Write this on your blackboard: Nothing in a compiler is simple. If you have no blackboard, write it on your whiteboard, forearm or the door of a convenient bathroom stall.
SSA is extremely convenient for algorithms that reason about code, which includes practically all optimisations and all analysis. I would say that SSA is as close to "always" as anything in a compiler ever is.
But of course some optimisations exist that run at a very late stage during compilation, because even though SSA is generally extremely convenient for reasoning, that doesn't make it necessarily the most convenient form for every instance of reasoning. It's close, but…
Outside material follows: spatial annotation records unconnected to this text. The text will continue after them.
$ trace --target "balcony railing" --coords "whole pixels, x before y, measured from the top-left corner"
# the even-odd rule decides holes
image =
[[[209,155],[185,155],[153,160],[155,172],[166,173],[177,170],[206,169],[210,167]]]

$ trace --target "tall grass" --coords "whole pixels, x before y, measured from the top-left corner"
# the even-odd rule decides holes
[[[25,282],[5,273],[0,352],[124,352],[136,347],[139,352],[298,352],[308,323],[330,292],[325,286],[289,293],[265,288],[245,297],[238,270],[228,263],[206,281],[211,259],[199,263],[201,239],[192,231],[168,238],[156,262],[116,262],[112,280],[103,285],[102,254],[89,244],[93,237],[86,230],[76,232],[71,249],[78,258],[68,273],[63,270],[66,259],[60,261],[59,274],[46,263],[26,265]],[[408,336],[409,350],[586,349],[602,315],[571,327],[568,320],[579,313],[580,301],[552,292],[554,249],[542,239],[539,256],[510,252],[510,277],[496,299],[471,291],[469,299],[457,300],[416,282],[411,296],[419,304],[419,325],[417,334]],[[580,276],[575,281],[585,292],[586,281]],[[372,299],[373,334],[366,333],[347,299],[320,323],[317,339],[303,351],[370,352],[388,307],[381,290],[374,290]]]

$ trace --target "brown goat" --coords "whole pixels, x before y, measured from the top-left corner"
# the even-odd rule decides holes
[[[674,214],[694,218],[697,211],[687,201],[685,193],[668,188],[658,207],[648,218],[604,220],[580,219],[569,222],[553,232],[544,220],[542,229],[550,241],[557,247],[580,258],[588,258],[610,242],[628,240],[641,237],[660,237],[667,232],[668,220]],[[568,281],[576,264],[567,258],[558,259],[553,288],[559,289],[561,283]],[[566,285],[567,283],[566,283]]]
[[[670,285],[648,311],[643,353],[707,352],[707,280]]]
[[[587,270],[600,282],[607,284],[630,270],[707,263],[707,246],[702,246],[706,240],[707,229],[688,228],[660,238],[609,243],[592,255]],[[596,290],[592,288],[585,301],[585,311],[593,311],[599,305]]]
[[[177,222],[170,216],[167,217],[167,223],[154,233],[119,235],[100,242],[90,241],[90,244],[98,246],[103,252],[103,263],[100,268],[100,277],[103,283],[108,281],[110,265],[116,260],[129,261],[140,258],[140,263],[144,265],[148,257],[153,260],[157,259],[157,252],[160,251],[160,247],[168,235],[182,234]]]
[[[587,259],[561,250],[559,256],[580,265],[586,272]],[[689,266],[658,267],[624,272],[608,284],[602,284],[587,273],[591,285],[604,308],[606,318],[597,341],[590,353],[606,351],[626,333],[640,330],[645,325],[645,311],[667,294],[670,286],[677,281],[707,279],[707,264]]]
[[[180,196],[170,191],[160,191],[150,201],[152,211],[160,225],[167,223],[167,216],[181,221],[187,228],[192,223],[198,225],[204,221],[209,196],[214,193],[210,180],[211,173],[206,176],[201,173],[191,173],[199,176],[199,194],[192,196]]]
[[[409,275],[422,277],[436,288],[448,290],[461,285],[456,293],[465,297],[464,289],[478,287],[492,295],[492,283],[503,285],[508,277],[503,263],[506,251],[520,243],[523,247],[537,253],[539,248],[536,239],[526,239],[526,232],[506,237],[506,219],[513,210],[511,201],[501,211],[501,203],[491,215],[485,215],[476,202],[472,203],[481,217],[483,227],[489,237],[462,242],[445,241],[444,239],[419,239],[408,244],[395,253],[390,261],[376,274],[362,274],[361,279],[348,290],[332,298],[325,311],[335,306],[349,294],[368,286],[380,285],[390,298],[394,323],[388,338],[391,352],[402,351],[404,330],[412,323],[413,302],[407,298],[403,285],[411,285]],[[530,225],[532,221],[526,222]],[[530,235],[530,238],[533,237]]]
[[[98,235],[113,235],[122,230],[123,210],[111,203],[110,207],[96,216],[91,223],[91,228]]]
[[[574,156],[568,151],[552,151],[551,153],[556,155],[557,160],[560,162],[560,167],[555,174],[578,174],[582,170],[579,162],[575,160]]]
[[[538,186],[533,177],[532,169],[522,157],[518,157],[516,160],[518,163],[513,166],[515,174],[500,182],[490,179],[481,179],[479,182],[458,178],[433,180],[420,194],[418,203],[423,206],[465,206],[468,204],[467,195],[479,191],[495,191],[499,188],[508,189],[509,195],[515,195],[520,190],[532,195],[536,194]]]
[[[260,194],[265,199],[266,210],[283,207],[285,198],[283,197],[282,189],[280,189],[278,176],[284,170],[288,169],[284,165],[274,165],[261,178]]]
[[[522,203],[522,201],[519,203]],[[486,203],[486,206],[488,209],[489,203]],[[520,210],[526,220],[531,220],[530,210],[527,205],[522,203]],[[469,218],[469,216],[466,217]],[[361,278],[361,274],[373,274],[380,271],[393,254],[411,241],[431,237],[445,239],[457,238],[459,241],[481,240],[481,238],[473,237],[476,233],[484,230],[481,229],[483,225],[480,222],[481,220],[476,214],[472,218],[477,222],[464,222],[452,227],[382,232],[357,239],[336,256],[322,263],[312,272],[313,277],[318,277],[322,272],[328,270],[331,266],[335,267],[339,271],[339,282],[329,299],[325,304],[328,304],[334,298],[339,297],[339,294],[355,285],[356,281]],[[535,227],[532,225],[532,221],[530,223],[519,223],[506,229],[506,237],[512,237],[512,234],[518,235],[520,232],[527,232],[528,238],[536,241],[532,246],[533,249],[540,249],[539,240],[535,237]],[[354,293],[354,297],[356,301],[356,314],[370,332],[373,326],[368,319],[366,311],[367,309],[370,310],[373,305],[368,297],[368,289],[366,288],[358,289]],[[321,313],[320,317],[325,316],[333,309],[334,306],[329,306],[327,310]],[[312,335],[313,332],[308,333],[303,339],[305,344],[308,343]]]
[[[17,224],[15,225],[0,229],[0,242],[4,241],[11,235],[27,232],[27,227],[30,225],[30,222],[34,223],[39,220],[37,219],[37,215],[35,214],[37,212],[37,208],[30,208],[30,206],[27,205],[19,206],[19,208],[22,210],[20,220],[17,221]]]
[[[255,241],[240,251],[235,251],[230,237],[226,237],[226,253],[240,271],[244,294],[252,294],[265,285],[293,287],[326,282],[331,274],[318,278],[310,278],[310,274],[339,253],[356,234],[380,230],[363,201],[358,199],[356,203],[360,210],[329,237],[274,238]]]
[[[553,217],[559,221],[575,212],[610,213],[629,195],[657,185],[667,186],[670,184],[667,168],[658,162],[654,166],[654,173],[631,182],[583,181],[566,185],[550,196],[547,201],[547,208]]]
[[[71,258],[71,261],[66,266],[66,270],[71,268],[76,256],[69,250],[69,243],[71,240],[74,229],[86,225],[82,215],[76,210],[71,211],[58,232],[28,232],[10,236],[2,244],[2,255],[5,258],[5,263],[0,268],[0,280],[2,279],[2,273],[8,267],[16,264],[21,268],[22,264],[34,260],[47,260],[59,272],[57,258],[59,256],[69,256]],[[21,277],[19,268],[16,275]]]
Suppose a fictional LLVM backend produces the three assembly instructions 'add r1, r2, r3', 'mv r3, r4' and 'add r1, r5, r3' where the destination register is the last one. You may then observe that if the first instruction were changed to 'add r1, r2, r4' then the second one could be removed. This is called peephole optimisation, and some LLVM backends do contain peephole optimisers that work after register allocation. (I'm fairly sure I've seen either the ARM or x86 backend perform peephole optimisation twice, both before and after register allocation. Compilers are never simple.)
So, even though it's not 100% true, you can very nearly say that phi nodes remain in the code until the final native machine code is generated. Beacuse: If someone wants to add any clever analysis, transformation or optimisation, it's nearly guaranteed that they insert the new code before phi nodes are removed and registers are allocated.